Le metteur en scène colombien Omar Porras monte l’Éveil du printemps, de l’auteur allemand Frank Wedekind, une pièce, qui parue en 1891, n’a rien perdu de sa vérité.

Sur le chemin de l’école, ça chantonne, ça chahute. Rien de plus normal. En voilà un, Melchior, qui s’éloigne du groupe, premier refus, têtu, de se laisser happer par les autres. Besoin de s’isoler, de se plonger dans la lecture, de se réfugier dans les philosophes, de trouver, dans les mots, les raisons de son mal-être, de ses premiers émois, amoureux, sexuels. II est rejoint par Montz, bon dernier de la classe mais qui bûche nuit et jour pour ne pas décevoir ses parents. Entre eux deux, une sorte d’amitié qui ne dit pas son nom.

Le groupe se scinde en deux. D’un côté, les garçons. De l’autre, les filles. Face à eux, à leurs rêves de bonheur éternel, l’institution scolaire, l’institution religieuse. Éternels remparts qui se dressent depuis la nuit des temps sur le chemin de la vie. Avec, parfois, le silence complice des parents. Paru en 1891, créé en 1906 après avoir été interdit, L’Eveil du printemps, de Frank Wedekind, est une peinture d’une précision quasi chirurgicale des premiers troubles sexuels chez les jeunes gens (on ne disait pas, alors, adolescents), à la fois cruelle dans sa vérité et onirique dans sa puissance imaginative.
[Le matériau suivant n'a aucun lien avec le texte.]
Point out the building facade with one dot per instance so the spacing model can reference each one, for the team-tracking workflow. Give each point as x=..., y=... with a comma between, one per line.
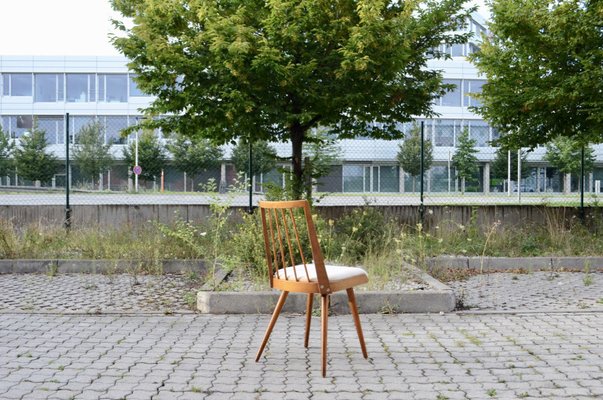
x=43, y=90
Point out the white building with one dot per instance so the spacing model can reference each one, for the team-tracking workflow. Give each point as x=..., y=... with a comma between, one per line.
x=102, y=88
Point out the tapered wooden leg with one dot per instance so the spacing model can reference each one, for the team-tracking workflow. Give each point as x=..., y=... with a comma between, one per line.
x=308, y=318
x=324, y=327
x=354, y=311
x=275, y=314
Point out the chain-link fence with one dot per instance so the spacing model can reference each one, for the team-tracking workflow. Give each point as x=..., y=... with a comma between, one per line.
x=101, y=166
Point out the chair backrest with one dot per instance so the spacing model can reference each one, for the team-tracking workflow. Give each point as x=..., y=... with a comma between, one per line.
x=288, y=231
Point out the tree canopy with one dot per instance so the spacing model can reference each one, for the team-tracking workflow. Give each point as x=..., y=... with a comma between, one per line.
x=6, y=152
x=263, y=154
x=151, y=155
x=565, y=154
x=464, y=160
x=499, y=168
x=273, y=70
x=543, y=64
x=91, y=154
x=194, y=155
x=32, y=161
x=409, y=154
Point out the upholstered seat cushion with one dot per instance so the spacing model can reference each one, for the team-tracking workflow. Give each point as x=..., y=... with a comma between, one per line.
x=336, y=273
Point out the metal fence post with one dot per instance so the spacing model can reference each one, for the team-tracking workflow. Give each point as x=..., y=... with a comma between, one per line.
x=582, y=216
x=67, y=177
x=422, y=166
x=250, y=209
Face à l’adversité, aux tabous, à la morale, ces jeunes gens semblent fragiles et forts, indécis et décidés, naïfs et retors. Le passage à l’âge adulte est parsemé d’obstacles. Certains vont le franchirs ans trop de casse, d’autres y laisseront leur peau. Moritz se suicidera Wendla mourra des suites d’une intervention d’une tricoteuse sur ordre de sa mère sans comprendre ce qui lui arrive.

Si la noirceur de la pièce est évidente, l’humour, la vie traversent avec force cette microtragédie dont l’universalité du propos n’est plus à démontrer et qui fut saluée, en son temps, par Freud lui-même. La mise en scène d’Omar Porras (qui a fondé et dirige le Teatro Malandro à Genève), alterne, au rythme des battements des coeurs de ces jeunes gens, des tableaux aux couleurs et éclairages inquiétants, des instants réalistes et d’autres symboliques, toute une gamme de variations esthétiques accompagnées d’une partition musicale qui donne une belle amplitude aux mots, les faisant résonner encore dans les silences. On est séduit par la grâce de ces jeunes acteurs, grimés, emperruqués, costumés, qui passent sur le plateau avec une légèreté enfantine, une insouciance communicative, une gravité qui convoque le rire et le recueillement dans un même mouvement avant que la vie ne reprenne le dessus et poursuive son chemin.